The Top-Performing Alternative Investments: Celebrity Autographs
Fueled by supply shortages and increased demand, the autograph market is said to be red-hot -- the rarest items offer up to 20 percent in annual returns.
How It Works: The autograph market focuses on the trade of investment-grade memorabilia including photos, documents, letter and books signed by historical figures, politicians, classical and contemporary musicians, movie stars, sports and literary figures and space explorers, among others. Items are available for purchase and resale at auction houses, both brick-and-mortar and online, and through autograph dealers.
Who's Investing and Why They're So Good at It: Until recent decades, the autograph market was dominated by hobbyists and historians with limited means who collected for enjoyment's sake. Today it has evolved into a legitimate alternative investment strategy of 300 million collectors-strong.
Paul Fraser, director of Paul Fraser Collectibles, made his fortune sourcing unique investment-grade signed collectibles with only the highest provenance. He turned a personal passion for music into a business of selling collectible records and eventually become responsible for brokering the deal with the Smithsonian Institute for John Lennon's signed boyhood stamp album. He and his company have sold over $300 million in autographed memorabilia.
But there are still people like movie and TV critic Jane Louise Boursaw, who has amassed a personal collection of 100 autographs including Melanie Griffith, Doris Day and Tom Selleck, by simply making requests to the celebrities via mail. Another, less dignified, tack is taken by those who hound celebrities at movie premiers, restaurants and airports with dozens of photographs for them to sign.
What They're Making: According to Paul Fraser, autograph collection has a tremendous growth market fueled by supply shortages and increased demand, especially in the case of the finest rare and unique autographed memorabilia, which Fraser says have historically produced annual returns up to 20%.
The celebrity autograph market alone is knocking the stock market, real estate and gold out of the park with a 300% increase over the last decade, according to Fraser, whose 100 Autograph Index analyzes the world's top 100 most valuable autographs, comparing their market value from 1997 through present-day. The reclusive Neil Armstrong, who stopped issuing his John Hancock years ago, is the titleholder of most valuable living celebrity signature. Over the 12-year period from 1997-2009, it experienced a staggering 1057.9% increase in value, from roughly $750 to $8,700. But that's a mere pittance compared to Henry VIII whose letter asking the Pope to annul his marriage to Catherine of Aragon is worth over $430,000.
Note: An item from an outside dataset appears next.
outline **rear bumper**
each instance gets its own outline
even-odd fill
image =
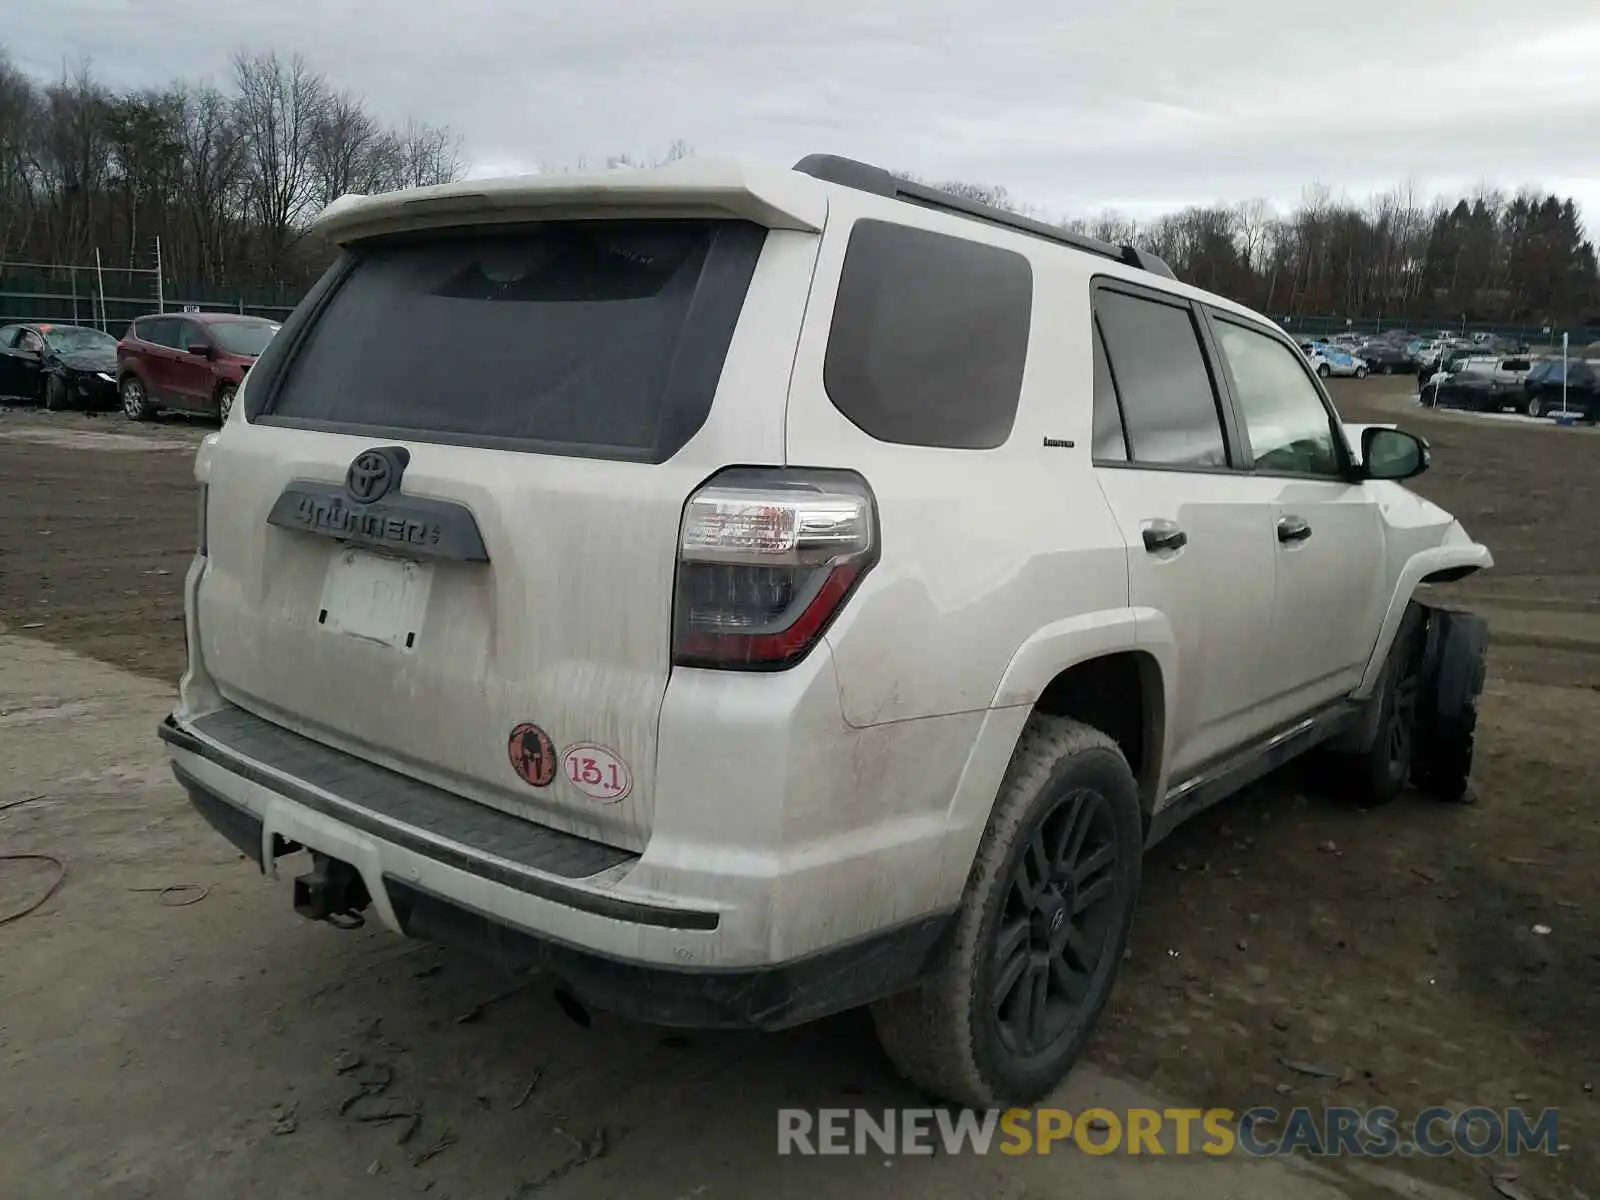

A Canadian man is still waiting to see if the XBox 360 he had autographed by then-governor Sarah Palin in Wasilla will fetch the $1.1 million he's asking for as a starting bid on eBay (EBAY).
Why They Really Do It: Star watchers and history buffs get instant bragging rights when they acquire that Tiger Woods-autographed Major Moments Collection from the 1997 Masters, the Marilyn Monroe-signed photograph or Albert Einstein-penned manuscript of equations. The sizable growth market and generous returns are an added bonus to having a tangible connection to their idols.
Malcolm Forbes of Forbes magazine perhaps put it best when he said, "None of my other investments give me the joy that autographs do because they make me feel that I am holding a piece of history in my hands."
How to Get Started: Investors whose capital is limited can always start by sending photos to their favorite celebrities by mail to have them signed. Celebrity mailing addresses are available at websites like Startiger.com, Yahoo's A1 Autograph Group and Stefan's Autographs.
If your resources exceed the price of a stamp, start browsing reputable online auctions and catalogs and study whose signatures are selling for what and compare the prices against valuation books. Many experts advise against buying from members of exclusive autograph societies who sell at fixed prices since items from these sellers tend to be overvalued.
When choosing which celebrities to invest in, autographs from deceased people may be the best way to ensure safety as their reputations are already cemented and supply of their merchandise will only continue to decrease. The rarer the items, from one-of-a-kind to five-of-a-kind collectibles, fetch the best result.
When you're ready to make a purchase, visit an auction or a dealer like Paul Fraser Collectibles or Stanley Gibbons, where you can browse by category. Right now on the Fraser site, the first company check signed by Orville and Wilbur Wright is up for grabs for just under $56,000.
Amateurs Be Warned: Millions of dollars in fraudulent memorabilia are sold each year. Don't outright trust an autograph's certificate of authenticity. They can, and are, easily forged. Go to an expert third party to have the signature authenticated. Joe Orlando, president of PSA/DNA Authentication Services warns, "If I say the item's authentic and grade it on quality and I'm the seller, there's a problem."
Collectors must also be aware of memorabilia signed with autopens, by proxy and with preprinted signatures. While not technically fakes, these autographs are far less valuable.